Oil prices slipped on Friday amid growing uncertainty about the recovery in fuel demand as
coronavirus cases surged in several countries, while major crude producers prepared to lift output.
Brent crude futures fell 32 cents to $43.05 a barrel by 1122 GMT. U.S. West Texas Intermediate (WTI) crude dropped 25 cents to $40.50. Both contracts were on track to remain broadly flat over the week.
The United States reported at least 75,000 new COVID-19 cases on Thursday, a daily record. Spain and Australia reported their steepest daily jumps in more than two months, while cases continued to soar in India and Brazil.
Surges in coronavirus infections are slowing a recovery in fuel use and raising concern that it could be years before consumption rebounds from the impact of the pandemic.
The benchmark crudes had fallen 1% on Thursday after the Organization of the Petroleum Exporting Countries and its allies, a group known as OPEC+, agreed to trim record supply cuts of 9.7 million barrels per day (bpd) by 2 million bpd, starting in August.

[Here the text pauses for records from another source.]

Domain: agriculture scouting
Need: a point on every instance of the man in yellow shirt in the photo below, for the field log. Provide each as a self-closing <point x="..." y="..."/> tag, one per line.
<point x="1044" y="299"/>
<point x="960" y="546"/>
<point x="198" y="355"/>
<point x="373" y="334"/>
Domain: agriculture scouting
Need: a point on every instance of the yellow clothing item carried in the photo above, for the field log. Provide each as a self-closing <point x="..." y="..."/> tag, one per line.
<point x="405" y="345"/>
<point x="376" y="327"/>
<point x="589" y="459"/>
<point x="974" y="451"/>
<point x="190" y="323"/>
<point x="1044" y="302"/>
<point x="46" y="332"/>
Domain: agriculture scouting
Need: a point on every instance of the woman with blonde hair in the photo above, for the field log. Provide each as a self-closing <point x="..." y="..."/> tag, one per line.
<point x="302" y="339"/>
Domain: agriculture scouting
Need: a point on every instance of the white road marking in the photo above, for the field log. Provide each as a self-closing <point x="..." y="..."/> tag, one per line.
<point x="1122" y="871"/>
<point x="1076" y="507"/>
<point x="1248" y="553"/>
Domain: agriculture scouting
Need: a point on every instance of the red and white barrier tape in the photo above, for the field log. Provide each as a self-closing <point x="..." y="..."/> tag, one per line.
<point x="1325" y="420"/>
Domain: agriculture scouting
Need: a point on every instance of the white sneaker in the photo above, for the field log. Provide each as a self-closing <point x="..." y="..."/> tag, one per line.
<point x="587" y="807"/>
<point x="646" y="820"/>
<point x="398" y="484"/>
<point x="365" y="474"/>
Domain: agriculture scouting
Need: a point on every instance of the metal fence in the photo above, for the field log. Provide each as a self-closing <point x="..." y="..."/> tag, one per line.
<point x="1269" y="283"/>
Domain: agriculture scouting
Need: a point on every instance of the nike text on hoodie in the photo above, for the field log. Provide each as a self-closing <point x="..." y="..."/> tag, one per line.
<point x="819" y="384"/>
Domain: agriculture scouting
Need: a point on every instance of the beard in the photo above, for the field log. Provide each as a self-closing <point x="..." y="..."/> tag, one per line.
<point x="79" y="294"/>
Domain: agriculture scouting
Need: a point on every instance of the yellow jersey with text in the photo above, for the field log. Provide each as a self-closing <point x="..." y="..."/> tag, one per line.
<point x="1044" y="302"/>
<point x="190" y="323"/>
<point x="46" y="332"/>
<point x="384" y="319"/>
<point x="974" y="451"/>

The actual rise would be closer to 1 million bpd because Iraq and other countries, which produced more than their quota from May to July, would make extra cuts in August and September, said Vivek Dhar, commodities analyst at Commonwealth Bank of Australia.
“With more production coming online from August, a dip in demand can really play a pivotal role in pushing recovering prices back to lower levels,” said Rystad oil markets analyst Louise Dickson.
“At this stage it looks like a quick demand recovery this year is not really on the table any more, and with it a quick price recovery,” she said.